Unser Entschluss war schnell gefasst. Wir verlaengerten unseren Aufenthalt in Opuwo um einen Tag und wuerden Louis morgen in der Schule besuchen. Bis zum Nachmittag verbrachten wir die Zeit mit Kemu, der uns von einer BBC Dokumentation ueber die Himbas berichtete, bei deren Erstellung er vor 2 Jahren mitgewirkt hatte. Ob wir einen DVD Spieler im Notebook haetten, dann koennten wir uns das doch einmal anschauen und vielleicht sogar fuer ihn ein paar Kopien von der DVD ziehen?
So sassen wir drei dann in der Lobby unseres Hotels und schauten BBC auf dem Notebook. Wir hatten eine schoene Reportage erwartet, allerdings stellte sich der Film als typische Endemol-Produktion mit hohem Aufregeranteil heraus. Man hatte eine (ziemlich bescheuerte) englische Familie zu den Himba geschickt, damit die dort eine Woche leben. Die Mutter war voll hysterisch und hat die ganze Zeit geheult, weil alles so eklig war. Kemu, der alles fuer das Filmteam organisiert hatte, erzaehlte uns, dass er damals gar nicht mehr wusste, was er machen sollte. Der Haeuptling war absolut beleidigt durch das Verhalten der Familie, die meistens nur rumgeschrien hat. Naja, bisschen schade, dass so viel Schwachsinn dabei ist, aber wir wollten uns trotzdem eine Kopie machen, damit wir eine filmische Erinnerung an die Himba und auch an Kemu haben.
Wir assen mit Kemu Mittag in der Lodge, und danach fuhr ich mit ihm in die Stadt, um DVD Rohlinge zu erwerben. Tom hatte keine Lust mitzukommen, und so kam ich mir ein bisschen komisch vor, mit Kemu allein im Auto durch die Gegend zu fahren, ein bisschen wie die weisse Massai mit ihrem neuen schwarzen Freund, den sie frisch eingekauft hat… Wir bekamen die DVDs und riefen auch noch den Lehrer auf dem Handy an, um rauszubekommen, ob er morgen wirklich wieder zurueck sein wuerde. Der wusste gar nicht, wer da denn am Telefon ist, denn schliesslich hatten wir nur eine knappe Stunde in einem Bus geschwatzt und wir kannten nicht einmal unsere Namen. Dann fand er es aber echt witzig, dass wir ihn gefunden hatten, und wir verabredeten uns fuer den naechsten Vormittag.
Am Freitag frueh erschienen wir also wieder in der Schule. Die Schueler wunderten sich bestimmt, was die beiden Blonden schon wieder hier machten. Wir fanden Louis, und es gab ein grosses Hallo. Er hatte noch einen anderen Volontaer, der weiter im Norden arbeitete und der mit ihm in Windhuk beim Arzt war, zu Besuch. Vier Weisse in einer Klasse, das gab es wohl noch nie dort. Tom und ich bekamen eine Schulbank in die Ecke gestellt und durften in der naechsten (letzten) Stunde hospitieren. Louis fand, wir sassen da wir Charles und Diana auf Afrikatour. Ein bisschen so fuehlten wir uns auch. Wir durften uns vorstellen, und nachdem Tom den geografischen Teil geklaert hatte, hielt ich eine kurze Rede, wie wichtig es ist, dass alle gut englisch lernen, denn sonst koennten wir uns nicht verstehen. Ja, ja…
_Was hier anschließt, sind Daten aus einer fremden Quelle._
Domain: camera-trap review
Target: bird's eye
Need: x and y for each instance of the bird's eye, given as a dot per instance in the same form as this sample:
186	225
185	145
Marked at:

Das Stundenthema war ziemlich kompliziert, es ging um Gedichte. Nicht nur sprachlich haben die Schueler wohl die Haelfte nicht verstanden, es ist fuer die Menschen dort auch ziemlich schwer, sich vom Ist-Zustand wegzubewegen und eine eigene Kreativitaet zu entwickeln. Da war wohl noch ein Berg zu ueberwinden… Nach der Stunde verursachten wir einen mittleren Auflauf, als wir Schueler fotografierten, welche sich die Bilder anschliessend auf dem Display anschauen durften. Jeder wollte aufs Bild, es war ziemlich turbulent und sehr lustig.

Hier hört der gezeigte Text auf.